Bro Ardudwy Ministry Area
- Bro Ardudwy logo
- Abbreviation: Bro Ardudwy
- Formation: 1 October 2011
- Type: Church in Wales Ministry Area
- Legal status: Registered charity 1146546
- Purpose: Worship God, Grow the Church, Love the World
- Headquarters: Dyffryn Ardudwy
- Location: Gwynedd, Wales;
- Region served: Gwynedd
- Incumbent: Rev. Tony Hodges
- Parent organization: Church in Wales
- Affiliations: Diocese of Bangor
- Website: broardudwy.church

= Bro Ardudwy =

Bro Ardudwy is a Ministry Area of the Church in Wales which is part of the Diocese of Bangor. It is located within the Meirionydd Synod.

==Initial formation==
Bro Ardudwy Uchaf was formed by a decree from the Bishop of Bangor on 1 October 2011. The decree dissolved the former Benefices and Parishes of:
- Harlech and Llanfair juxta Harlech
- Llanfihangel-y-Traethau and Llandecwyn
- LLanenddwyn (otherwise Dyffryn) with Llanddwywe
- Llanbedr with Llandanwg

The former Churches within Bro Ardudwy Uchaf were then raised to the status of Parish Churches within the area and consisted of:
- St Tanwg's Church, Harlech
- St Michael's Church, Ynys
- St Tecwyn's Church, Llandecwyn
- Christ Church, Talsarnau
- St Peter's Church, Llanbedr
- St Mary's Church, Llanfair
- St Tanwg's Church, Llandanwg
- St Enddwyn's Church, Dyffryn
- St Ddwywe's Church, Llanddwywe

The new Ministry Area was overseen by a Ministry Area Council that had the same powers as the former PCC's of the former Parishes.

==Enlargement==
On 3 September 2015 the Bishop of Bangor signed another decree that formed Bro Ardudwy and removed the portion of 'Uchaf' from its name. The new area of Bro Ardudwy included all of the previous Churches but also included the Churches of the Benefice and Parishes of Llanaber with Barmouth and Caerdeon with Bontddu which were all raised to the status of Parish Churches. The Parishes of Llanaber with Barmouth and Caerdeon with Bontddu were disbanded at the same time as the decree that formed Bro Ardudwy.
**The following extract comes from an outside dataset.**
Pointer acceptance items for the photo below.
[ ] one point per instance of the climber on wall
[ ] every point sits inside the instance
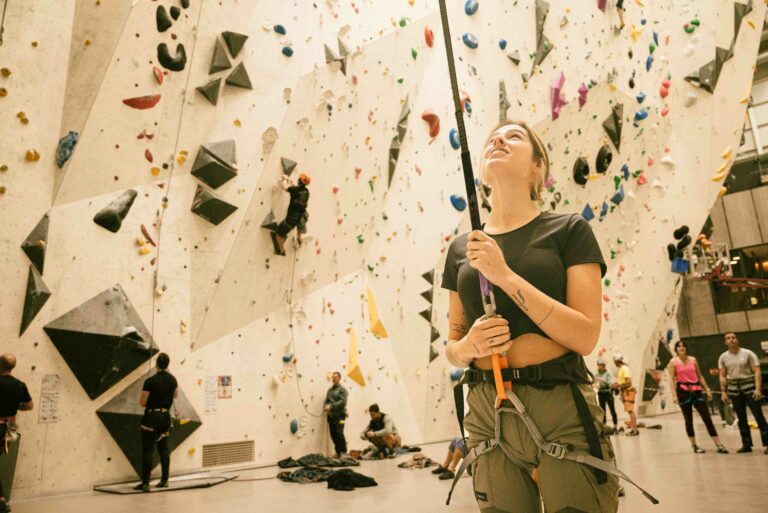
(14, 396)
(297, 210)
The Churches that were added to Bro Ardudwy included:
- St Mary and St Bodfan Church, Llanaber
- St David's Church, Barmouth
- St John's Church, Barmouth
- St Philip's Church, Caerdeon

The Ministry Area Council was enlarged to include extra members from the extra Churches making up the extended area of Bro Ardudwy.

==Churches in the 2020s==
In 2023, Bro Ardudwy parish includes the following churches;
- St David, Barmouth
- St Ddwywe, Talybont
- St John, Barmouth
- St Mary, Barmouth
- St Mary, Harlech
- St Michael, Ynys
- St Peter, Llanbedr
- St Tanwg, Harlech
- St Tanwg, Llandanwg
- St Tecwyn ( and Lychgate), Llandecwyn

==Administration==
Bro Ardudwy is a registered charity run by a Ministry Area Council whose members are trustees of the Charity.